A crise económica tem sido mascarada pelos apoios estatais que para já têm
evitado as falências generalizadas e desemprego, mas está aí à porta com uma
força impressionante. Os sinais da sua aproximação aparecem para já na atitude
dos responsáveis políticos, tentando o Governo disfarçar a situação o mais
possível, confiante que está no programa de recuperação da União Europeia que
prevê uma importante fatia dita «a fundo perdido», que nunca será tal coisa,
sendo apenas paga mais tarde ainda não se sabe por quem e em que condições. O
nervosismo que se vê advém de algo que escondem por enquanto, que é a
necessidade de aprovação do tal empréstimo europeu pelos 27 parlamentos
nacionais e do atraso que isso significa para a vinda daquilo a que de forma
popularucha chamam «pipa de massa» ou «bazuca», que não deverá chegar antes de
Abril/Maio do próximo ano.
Até lá, há que aguentar e encontrar o maior número possível de distracções
para o povo não notar muito a falta de dinheiro. A auditoria ao Novo Banco veio
mesmo a calhar para esse feito. Aconteceu, contudo, que funciona ao contrário
do esperado. De facto, mais de 95% dos empréstimos «complicados» ainda são
herança do antigo BES e os prejuízos de cerca de 4 mil milhões de euros
correspondem aproximadamente à garantia exigida pelos compradores do Novo
Banco, aceites por Gosta e Centeno aquando da venda do Novo Banco. Toda a
campanha de cortina montada pelos partidos que apoiam este governo, mas a que
aderiram também os partidos da direita não passa disso mesmo, areia para atirar
aos olhos dos portugueses para tentar fugir a responsabilidades próprias. Mas
valia que aceitassem todos a situação como inevitável face ao descalabro do
antigo BES e que explicassem com verdade porque é que não fecharam o Novo Banco
em 2017 e o venderam nas condições que agora se sabe o que, provavelmente, teve
a ver com uma defesa do sistema bancário, em particular da CGD.
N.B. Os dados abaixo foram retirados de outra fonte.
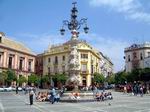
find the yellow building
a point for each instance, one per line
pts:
(15, 56)
(56, 60)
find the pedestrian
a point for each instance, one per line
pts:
(53, 93)
(31, 97)
(16, 89)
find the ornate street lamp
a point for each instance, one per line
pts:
(74, 25)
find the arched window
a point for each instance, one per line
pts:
(56, 60)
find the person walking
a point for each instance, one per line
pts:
(16, 89)
(53, 93)
(31, 97)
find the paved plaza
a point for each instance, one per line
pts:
(10, 102)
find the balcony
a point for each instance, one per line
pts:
(85, 72)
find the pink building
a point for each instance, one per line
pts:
(16, 56)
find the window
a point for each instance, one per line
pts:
(10, 62)
(20, 64)
(49, 70)
(63, 69)
(134, 55)
(29, 66)
(141, 56)
(63, 58)
(148, 54)
(84, 56)
(129, 58)
(84, 67)
(56, 60)
(49, 60)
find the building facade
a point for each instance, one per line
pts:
(56, 60)
(15, 56)
(137, 56)
(106, 65)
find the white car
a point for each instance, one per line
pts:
(1, 89)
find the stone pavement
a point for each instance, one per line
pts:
(10, 102)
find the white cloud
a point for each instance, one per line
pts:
(39, 43)
(132, 9)
(110, 47)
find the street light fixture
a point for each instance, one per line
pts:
(74, 24)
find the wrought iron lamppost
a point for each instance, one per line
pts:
(74, 25)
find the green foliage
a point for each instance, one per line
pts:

A invenção de uma suposta «crise política» não passa igualmente de outra
manobra de distracção. A gravíssima crise económica e social que se está a formar
faz com que nos próximos anos governar não seja uma tarefa atractiva,
principalmente para quem tem como regra de vida política não fazer qualquer
reforma estrutural que permita ao país reagir por si mesmo ao afundamento
progressivo que se verifica desde há anos, pelo menos desde 2000. O
primeiro-Ministro entendeu por bem forçar a nota relativamente à hipótese de
crise política, o que foi obviamente encarado como um ultimato pelos partidos
que desde 2015 o têm apoiado e garantido a aprovação anual dos Orçamentos de
Estado, mas que nesta conjuntura preferiam estar longe da governação. É
evidente para todos que, quer o BE, quer o PCP, vão vender caro o apoio nas
actuais condições, o que não significa crise política, porque todos sabem
perfeitamente que, em virtude das próximas eleições presidenciais, o Presidente
da República se encontra constitucionalmente impedido de dissolver a Assembleia
da República. O simples respeito pelos cidadãos deveria impedir os responsáveis
políticos de encenar fábulas deste tipo.
À direita, o desnorte não é menor. O CDS prossegue o seu caminho para a
total insignificância e, quando se exigia uma total e perfeita separação de
águas, o PSD anunciou a hipótese de conversar com o CHEGA sob determinadas
condições, situação totalmente inaceitável do ponto de vista dos democratas
perante toda a actuação e orientações políticas que se vão conhecendo do
partido liderado por André Ventura. Quando já se ouve mesmo falar de mais uma
grande marcha sobre Lisboa, ainda assim espera-se que André Ventura não se lembre
de aconselhar um traje escuro como apropriado para o evento.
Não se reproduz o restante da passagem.